Orbital Space Biology Laboratories

With the end of the space race, the space program evolved. The Russians opted for longer and longer human missions on board their space stations Salyut and Mir. The Americans developed the Space Shuttle program, which included a more suitable environment for space biology research. Animals and plants were flown in the middeck and in the pressurized Spacelab and SpaceHab modules. These modules included animal holding facilities, refrigerator/freezers, small and large mass measurements devices, and special workstations for manipulating the specimens.

On Soyuz-20, launched November 17, 1975, tortoises set the duration record for an animal in space when they spent 90.5 days in space. Salyut-5 in 1976 carried tortoises and a Zebra danio fish.

The Spacelab missions were conducted in a reusable space laboratory developed by the European Space Agency, which flew 19 times in the cargo bay of Space Shuttle Columbia between 1983 and 1998. Spacelab-3, in 1985, carried 24 rats and two squirrel monkeys, orbiting for seven days. In addition to pioneering a new generation of hardware for studying animals in space, one of the crewmembers (veteran U.S. astronaut Norm Thagard) had the distinction of becoming the first person ever to clean out animal cages in orbit.

The last Spacelab flight, the Neurolab mission, was a dedicated neurology research payload. Research subjects included baby rats, pregnant mice, snails, crickets and prehistoric looking oyster toadfish (Figure 2-05). Neurolab reinforced the value of using diverse organisms to address different biological questions. For example, crickets were included by virtue of their external gravity-sensing apparatus, the development of which can be easily studied (see Figure 5-01).

Figure 2-05. An oyster toadfish flown on the Neurolab STS-90 Mission. Each fish is between 20-30 cm long. This fish is an excellent model for looking at vesti-bular function because the archi-tecture of its vestibular apparatus in the inner and middle ear is similar to those of mammals. Photo courtesy of NASA.

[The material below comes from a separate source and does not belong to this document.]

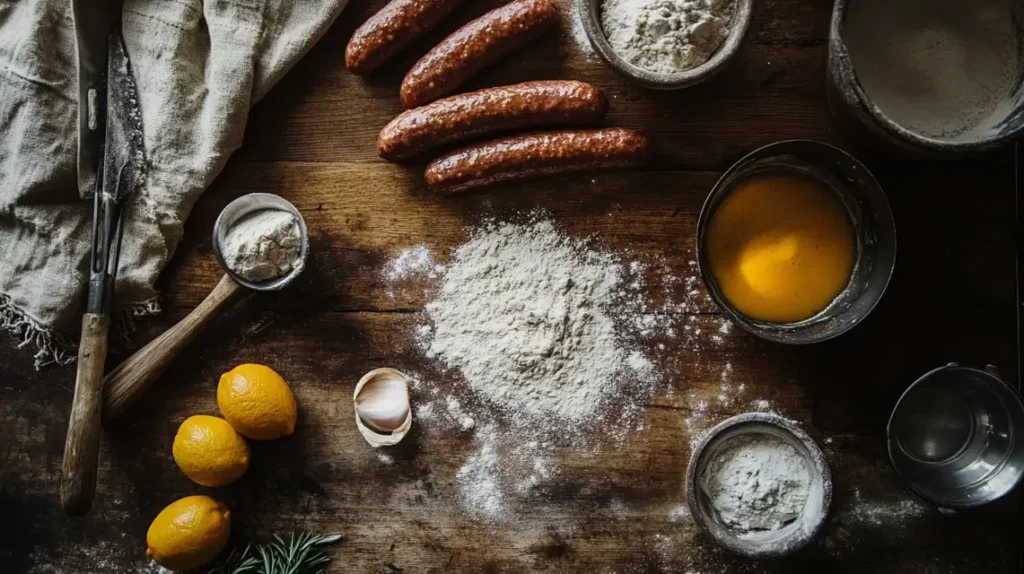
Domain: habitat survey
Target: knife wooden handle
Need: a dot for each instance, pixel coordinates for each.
(78, 476)
(132, 378)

Figure 2-05. An oyster toadfish flown on the Neurolab STS-90 Mission. Each fish is between 20-30 cm long. This fish is an excellent model for looking at vesti-bular function because the archi-tecture of its vestibular apparatus in the inner and middle ear is similar to those of mammals. Photo courtesy of NASA.

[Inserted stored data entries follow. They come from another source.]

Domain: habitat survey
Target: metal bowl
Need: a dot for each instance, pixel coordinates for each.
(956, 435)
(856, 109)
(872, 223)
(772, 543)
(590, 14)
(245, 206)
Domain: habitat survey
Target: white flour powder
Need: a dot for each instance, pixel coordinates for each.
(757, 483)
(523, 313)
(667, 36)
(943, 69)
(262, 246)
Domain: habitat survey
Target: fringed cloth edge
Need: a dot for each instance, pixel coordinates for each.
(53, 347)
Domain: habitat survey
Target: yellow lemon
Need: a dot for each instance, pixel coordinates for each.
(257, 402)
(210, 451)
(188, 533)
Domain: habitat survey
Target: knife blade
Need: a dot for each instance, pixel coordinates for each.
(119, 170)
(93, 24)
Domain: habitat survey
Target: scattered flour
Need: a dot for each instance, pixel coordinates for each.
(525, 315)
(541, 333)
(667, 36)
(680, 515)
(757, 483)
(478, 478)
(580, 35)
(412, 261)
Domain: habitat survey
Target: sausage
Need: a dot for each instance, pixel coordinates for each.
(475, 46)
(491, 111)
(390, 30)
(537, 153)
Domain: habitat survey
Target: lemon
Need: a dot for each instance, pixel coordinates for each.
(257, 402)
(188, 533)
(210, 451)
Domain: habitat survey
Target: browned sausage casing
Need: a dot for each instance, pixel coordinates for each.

The last flight of Space Shuttle Columbia in 2003 carried a SpaceHab module including silkworms, golden orb spiders, carpenter bees, harvester ants, and Japanese killifish. Nematodes (C. elegans) from one experiment were found still alive in the debris after the Space Shuttle Columbia disaster.

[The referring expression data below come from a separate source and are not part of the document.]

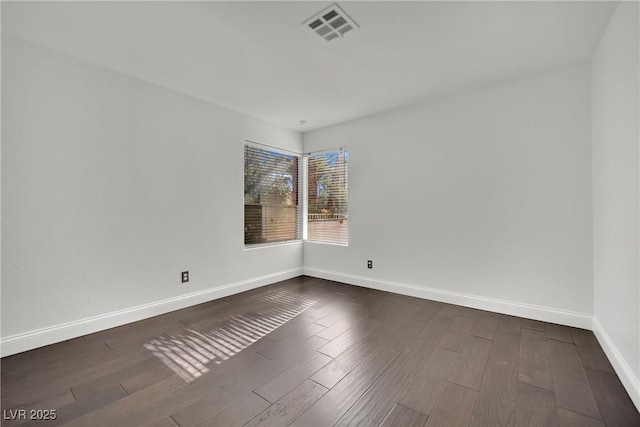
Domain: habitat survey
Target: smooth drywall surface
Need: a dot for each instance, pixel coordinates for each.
(479, 197)
(111, 186)
(616, 193)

From 1995 through 1998, NASA collaborated with the Russian Space Agency to use the Mir space station, conducting numerous animal and plant life science experiments. These ranged from studying the effects of the space environment on developing quail embryos to its impact on basic plant processes such as photosynthesis and water use. A notable milestone came in 1997 when seeds harvested from plants grown in microgravity were successfully germinated in orbit. This first "seed-to-seed" growth of plants in space proved that gravity is not required for plant reproduction

As the International Space Station (ISS) assembly proceeds, on-orbit space research capability will grow as additional experimental facilities are deployed. The first ISS laboratory was placed on orbit in 2000. Other laboratories, including the European Columbus and the Japanese Kibo modules will presumably be launched in the near future. Experimental facilities that fit inside these laboratories and on attachment sites will follow in accordance with the rhythm of Space Shuttle delivery flights.

The ISS laboratory areas will have equipment such as general-purpose workstations, surgical areas, facilities for breeding and maintenance of animals, aquatic facilities for marine experiments, and multigenerational plant facilities (see Chapter 3, Section 3). Research could also be conducted on biologically regenerative life support systems. The laboratory procedures conducted on board the ISS will allow that data be available in real time on the ground, a considerable improvement compared to the earlier space stations.

Many milestones have yet to be achieved. One of the most significant will be the first birth of a mammal in space, leading to multi-generational mammalian studies. The ability of humans to reproduce and develop normally over multiple generations beyond Earth is an essential part of plans to explore and inhabit other worlds. Mammalian studies will be a critical milestone step in assessing this ability.